Isolation and characterization of macrophage phagosomes containing infectious and heat-inactivated Chlamydia psittaci: Two phagosomes with different intracellular behaviors

Abstract

Infectious Chlamydia psittaci enters macrophages via a cytochalasin B-insensitive pathway in which chlamydia-containing phagosomes do not fuse with lysosomes; heat-inactivated C. psittaci enters macrophages via a route in which phagosomes do fuse with lysosomes. In an attempt to explain these differences, phagosomes containing infectious and heated chlamydiae were isolated from mouse macrophages by a procedure developed to isolate L-cell chlamydial phagosomes by rate zonal centrifugation. Macrophage phagosomes acted similarly to L-cell phagosomes on dextran and discontinuous sucrose gradients and exhibited similar detergent sensitivities. Total proteins of the two phagosomes were compared with each other, L-cell proteins, and surface-labeled proteins from macrophages.
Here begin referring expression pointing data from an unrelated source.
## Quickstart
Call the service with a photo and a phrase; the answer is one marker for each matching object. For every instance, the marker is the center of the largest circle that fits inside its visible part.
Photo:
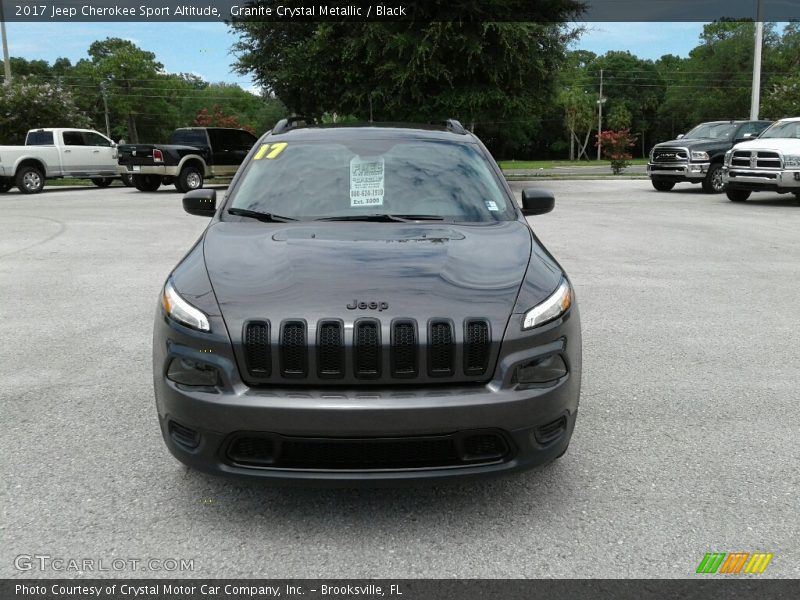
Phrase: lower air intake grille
(368, 454)
(330, 350)
(293, 349)
(353, 454)
(476, 347)
(257, 348)
(367, 349)
(404, 349)
(440, 349)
Both macrophage phagosome membranes had at least nine poteins with equal sodium dodecyl sulfate-polyacrylamide gel electrophoresis mobilities; some were the same as L-cell phagosome proteins. Each phagosome had at least one protein not seen in the other. Only two phagosome proteins had mobilities equal to macrophage plasma membrane proteins. Macrophage phagosomes containing infectious and heat-inactivated C. psittaci, although created by different entry mechanisms and destined for different intracellular fates, exhibited only a few differences in their proteins.